When send in a small opening particle acquire the spread of impulse p. E.g. there can be sometimes a huge value of p, which the particle doesn't have initially. So is with Energy too. The question is where do these surplus energy and momentum come from? I never encountered that in books. I think there is no other place where it can come from except the atoms of the opening. But in that case follows the question what if the opening is cooled down to near -273? Take into account that one can have very slow particles so they don't deliver much energy but must take away. So they will cool down the opening and the whole barrier but not under -273,16.
Subatomic particles are (or are associated with) wave packets (of finite size). Fourier analysis tells us that if the packet is very short, the frequency of the wave cannot be accurately determined. I believe this is the source of the uncertainty principle.
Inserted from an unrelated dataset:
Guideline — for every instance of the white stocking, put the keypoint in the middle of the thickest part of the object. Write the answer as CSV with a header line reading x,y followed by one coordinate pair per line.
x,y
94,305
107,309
I am not aware of any situation where a particle can gain energy by passing through a small opening. It gains energy by interacting with other particles or fields. A particle confined to the volume of a nucleus (by the strong nuclear force) would have at any instant a very uncertain energy.
The Heisenberg principle is related to uncertainties of measurements. The particle is in a QM-state, described by a wave function. If we make some measurement that tells us that it is confined in a very small location, there is a limitation in my max. accuracy of knowledge about its momentum.
For example, it is necessary a electronic microscope to be sure about where things are, for small distances. But that means that electrons collide on whatever is being observed, and the device manages to form an image on the screen from the scattered electrons. Electrons are used instead of photons exactly because they have smaller wave lengths, what also means bigger momentum.
So, we can say that the source of the momentum of the observed particles is the momentum of the incoming ones, that must be greater and greater for smaller accuracy of the location.